In Ensemble.Python

Python-Programme
Anonymous
 In Ensemble.

Post by Anonymous »

Ich trainiere einen zufälligen ForestClassifier aus sklearn.ensemble mit dem folgenden Code: < /p>
adata = ad.read_h5ad(f'{data_dir}{ct}_clean_log1p_normalized.h5ad')
adata = adata[:, adata.var.highly_variable]
print(f'AnnData for {ct}: {adata}')

# Extract feature matrix (X) and target vector (y)
X = adata.X
y = adata.obs['clinical_dx']

# Convert sparse matrix to dense for [insert reason]
if issparse(X):
X = X.toarray()

# Encode the target variable for [insert reason]
le = LabelEncoder()
y_encoded = le.fit_transform(y)

X_train, X_test, y_train, y_test = train_test_split(X, y_encoded, test_size=0.2, random_state=42)

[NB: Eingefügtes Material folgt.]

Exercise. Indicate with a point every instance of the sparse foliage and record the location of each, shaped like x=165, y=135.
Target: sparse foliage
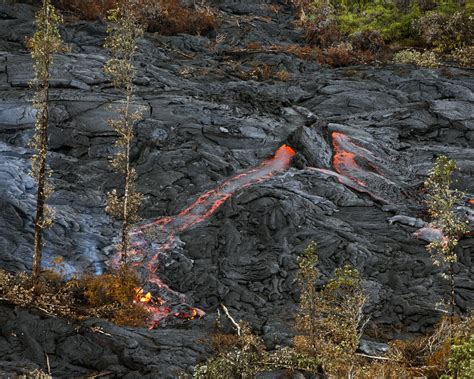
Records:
x=441, y=201
x=112, y=296
x=43, y=45
x=123, y=31
x=329, y=322
x=243, y=358
x=422, y=59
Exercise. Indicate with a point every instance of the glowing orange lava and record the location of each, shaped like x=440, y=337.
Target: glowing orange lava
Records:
x=165, y=232
x=344, y=161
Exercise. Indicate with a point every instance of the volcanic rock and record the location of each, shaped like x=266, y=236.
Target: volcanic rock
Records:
x=365, y=138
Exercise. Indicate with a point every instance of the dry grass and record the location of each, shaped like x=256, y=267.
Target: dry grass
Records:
x=110, y=296
x=167, y=17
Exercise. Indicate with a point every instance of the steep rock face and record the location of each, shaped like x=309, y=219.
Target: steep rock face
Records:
x=364, y=139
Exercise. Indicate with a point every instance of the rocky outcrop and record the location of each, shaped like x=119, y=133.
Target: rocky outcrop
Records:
x=364, y=137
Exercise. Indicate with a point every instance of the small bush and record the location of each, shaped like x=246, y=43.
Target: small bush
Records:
x=461, y=362
x=321, y=26
x=446, y=32
x=167, y=17
x=243, y=358
x=174, y=18
x=369, y=40
x=110, y=296
x=117, y=287
x=424, y=59
x=464, y=56
x=344, y=55
x=329, y=322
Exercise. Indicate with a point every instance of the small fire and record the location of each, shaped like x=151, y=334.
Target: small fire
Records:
x=170, y=226
x=141, y=297
x=189, y=316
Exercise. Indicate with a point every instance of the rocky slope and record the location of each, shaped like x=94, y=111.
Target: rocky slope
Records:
x=364, y=139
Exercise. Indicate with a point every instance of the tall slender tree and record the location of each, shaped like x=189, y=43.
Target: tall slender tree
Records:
x=43, y=45
x=441, y=201
x=123, y=31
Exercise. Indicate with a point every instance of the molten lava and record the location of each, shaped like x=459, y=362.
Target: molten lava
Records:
x=141, y=297
x=151, y=240
x=344, y=160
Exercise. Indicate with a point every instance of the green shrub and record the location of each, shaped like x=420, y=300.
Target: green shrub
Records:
x=424, y=59
x=464, y=55
x=446, y=32
x=462, y=358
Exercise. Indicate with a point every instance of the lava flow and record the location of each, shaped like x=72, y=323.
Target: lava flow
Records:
x=347, y=160
x=161, y=235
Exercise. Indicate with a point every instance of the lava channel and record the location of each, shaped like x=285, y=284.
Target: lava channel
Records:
x=161, y=235
x=346, y=162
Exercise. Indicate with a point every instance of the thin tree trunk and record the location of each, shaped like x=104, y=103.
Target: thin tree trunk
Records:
x=127, y=185
x=452, y=298
x=41, y=195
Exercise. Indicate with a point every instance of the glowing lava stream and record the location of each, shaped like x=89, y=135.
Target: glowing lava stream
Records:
x=154, y=238
x=348, y=171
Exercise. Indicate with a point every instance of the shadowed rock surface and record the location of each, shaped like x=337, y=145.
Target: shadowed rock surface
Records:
x=364, y=138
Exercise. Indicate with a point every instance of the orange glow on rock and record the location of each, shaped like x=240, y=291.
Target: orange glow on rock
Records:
x=344, y=161
x=166, y=230
x=141, y=297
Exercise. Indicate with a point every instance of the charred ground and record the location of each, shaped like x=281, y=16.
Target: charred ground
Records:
x=364, y=138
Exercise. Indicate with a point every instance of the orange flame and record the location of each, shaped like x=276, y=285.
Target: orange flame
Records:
x=141, y=297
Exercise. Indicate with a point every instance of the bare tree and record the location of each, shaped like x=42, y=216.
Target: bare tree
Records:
x=441, y=201
x=123, y=31
x=43, y=45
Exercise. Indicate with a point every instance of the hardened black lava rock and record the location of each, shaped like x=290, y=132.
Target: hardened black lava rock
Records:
x=203, y=123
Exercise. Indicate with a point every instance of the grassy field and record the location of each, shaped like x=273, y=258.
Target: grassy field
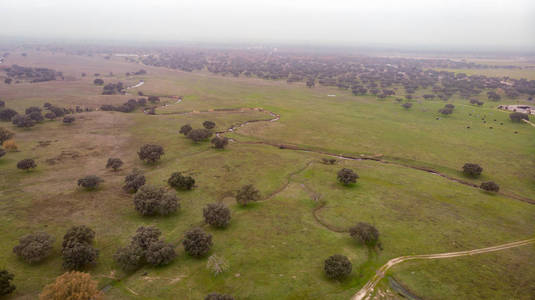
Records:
x=275, y=247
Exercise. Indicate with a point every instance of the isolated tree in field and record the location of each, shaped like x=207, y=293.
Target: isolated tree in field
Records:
x=26, y=164
x=246, y=194
x=337, y=267
x=31, y=109
x=208, y=124
x=197, y=243
x=215, y=296
x=181, y=182
x=114, y=163
x=217, y=215
x=220, y=142
x=473, y=170
x=364, y=233
x=518, y=117
x=50, y=115
x=72, y=286
x=34, y=247
x=217, y=265
x=150, y=153
x=160, y=253
x=407, y=105
x=5, y=135
x=7, y=114
x=347, y=176
x=198, y=135
x=23, y=121
x=133, y=181
x=6, y=287
x=90, y=182
x=490, y=186
x=68, y=120
x=150, y=200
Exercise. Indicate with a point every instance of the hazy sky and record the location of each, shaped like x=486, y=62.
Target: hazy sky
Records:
x=432, y=23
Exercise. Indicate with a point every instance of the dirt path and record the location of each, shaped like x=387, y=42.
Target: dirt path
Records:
x=366, y=291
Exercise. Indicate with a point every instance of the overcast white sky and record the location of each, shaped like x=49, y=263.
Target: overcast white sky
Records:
x=432, y=23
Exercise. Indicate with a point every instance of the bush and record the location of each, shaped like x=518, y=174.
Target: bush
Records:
x=6, y=287
x=220, y=142
x=68, y=119
x=72, y=286
x=473, y=170
x=217, y=265
x=490, y=186
x=5, y=135
x=26, y=164
x=23, y=121
x=10, y=145
x=150, y=201
x=364, y=233
x=34, y=247
x=50, y=115
x=208, y=124
x=129, y=258
x=197, y=243
x=89, y=182
x=518, y=116
x=77, y=255
x=247, y=193
x=160, y=253
x=150, y=153
x=407, y=105
x=337, y=267
x=181, y=182
x=114, y=163
x=7, y=114
x=215, y=296
x=198, y=135
x=347, y=176
x=133, y=181
x=185, y=129
x=217, y=215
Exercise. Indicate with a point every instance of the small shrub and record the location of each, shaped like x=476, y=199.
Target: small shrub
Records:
x=6, y=287
x=215, y=296
x=150, y=153
x=133, y=181
x=5, y=135
x=198, y=135
x=247, y=193
x=160, y=253
x=197, y=243
x=34, y=247
x=10, y=145
x=217, y=215
x=347, y=176
x=473, y=170
x=217, y=265
x=26, y=164
x=208, y=124
x=518, y=117
x=72, y=286
x=337, y=267
x=181, y=182
x=89, y=182
x=150, y=201
x=220, y=142
x=490, y=186
x=114, y=163
x=364, y=233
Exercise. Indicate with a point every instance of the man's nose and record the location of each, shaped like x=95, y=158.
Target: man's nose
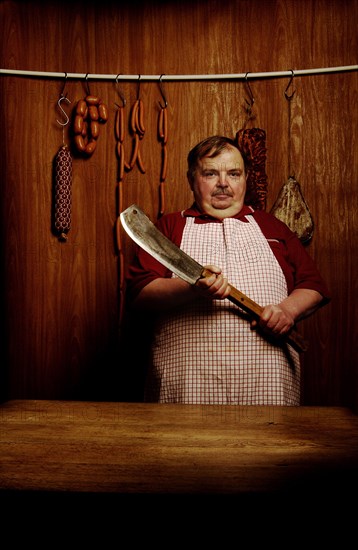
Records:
x=223, y=178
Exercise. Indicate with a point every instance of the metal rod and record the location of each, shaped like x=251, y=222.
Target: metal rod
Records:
x=183, y=77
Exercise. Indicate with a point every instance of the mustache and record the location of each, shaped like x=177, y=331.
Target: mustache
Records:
x=222, y=191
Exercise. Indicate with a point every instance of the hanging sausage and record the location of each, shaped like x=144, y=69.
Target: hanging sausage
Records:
x=290, y=205
x=63, y=184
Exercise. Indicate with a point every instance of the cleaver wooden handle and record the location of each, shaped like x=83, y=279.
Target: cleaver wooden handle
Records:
x=244, y=302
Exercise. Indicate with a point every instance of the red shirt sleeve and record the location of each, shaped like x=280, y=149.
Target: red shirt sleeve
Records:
x=144, y=267
x=297, y=265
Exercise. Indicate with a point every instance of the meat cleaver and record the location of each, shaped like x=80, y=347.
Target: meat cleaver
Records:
x=147, y=236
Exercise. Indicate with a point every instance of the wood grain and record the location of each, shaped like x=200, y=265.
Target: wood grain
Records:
x=173, y=449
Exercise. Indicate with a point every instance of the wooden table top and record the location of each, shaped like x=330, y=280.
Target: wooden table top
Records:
x=136, y=448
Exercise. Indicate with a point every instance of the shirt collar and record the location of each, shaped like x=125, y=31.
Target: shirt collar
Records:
x=194, y=211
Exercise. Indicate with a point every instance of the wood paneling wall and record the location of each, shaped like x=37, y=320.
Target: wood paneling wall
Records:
x=62, y=336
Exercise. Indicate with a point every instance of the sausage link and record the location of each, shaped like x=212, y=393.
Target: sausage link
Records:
x=135, y=151
x=90, y=147
x=163, y=173
x=94, y=126
x=160, y=124
x=81, y=108
x=78, y=124
x=63, y=192
x=140, y=162
x=93, y=112
x=140, y=117
x=102, y=112
x=134, y=115
x=80, y=143
x=165, y=125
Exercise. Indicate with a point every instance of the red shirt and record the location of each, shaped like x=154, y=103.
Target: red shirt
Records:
x=298, y=267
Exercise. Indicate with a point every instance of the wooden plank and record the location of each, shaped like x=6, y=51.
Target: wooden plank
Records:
x=133, y=448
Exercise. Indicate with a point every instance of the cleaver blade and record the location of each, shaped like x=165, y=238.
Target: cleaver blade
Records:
x=143, y=232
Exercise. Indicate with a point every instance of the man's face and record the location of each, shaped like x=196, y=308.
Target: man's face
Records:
x=219, y=184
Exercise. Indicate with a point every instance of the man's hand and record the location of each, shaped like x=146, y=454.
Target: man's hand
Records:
x=215, y=287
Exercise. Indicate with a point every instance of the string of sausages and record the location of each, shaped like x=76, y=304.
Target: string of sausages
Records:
x=62, y=182
x=163, y=138
x=119, y=132
x=252, y=141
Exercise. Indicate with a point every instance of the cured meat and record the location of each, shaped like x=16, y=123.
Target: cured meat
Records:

# Initialize the classifier
rf_classifier = RandomForestClassifier(n_estimators=100, random_state=42)

# Train the classifier
rf_classifier.fit(X_train, y_train)

# Validate on the test set
y_pred_rf = rf_classifier.predict(X_test)

# View validation report
validation_report = classification_report(y_test, y_pred_rf, target_names=le.classes_)
print(validation_report)

with open(f'{rfc_dir}validation_report.txt', "w") as report_file:
report_file.write(validation_report)

# Generate the confusion matrix
cm = confusion_matrix(y_test, y_pred_rf, labels=rf_classifier.classes_)

# Make percentage
cm_normalized = cm.astype('float') / cm.sum(axis=1)[:, np.newaxis]

plt.figure(figsize=(10, 9))
sns.heatmap(cm_normalized, annot=True, fmt='.1%', cmap='Blues',
xticklabels=le.inverse_transform(rf_classifier.classes_),
yticklabels=le.inverse_transform(rf_classifier.classes_))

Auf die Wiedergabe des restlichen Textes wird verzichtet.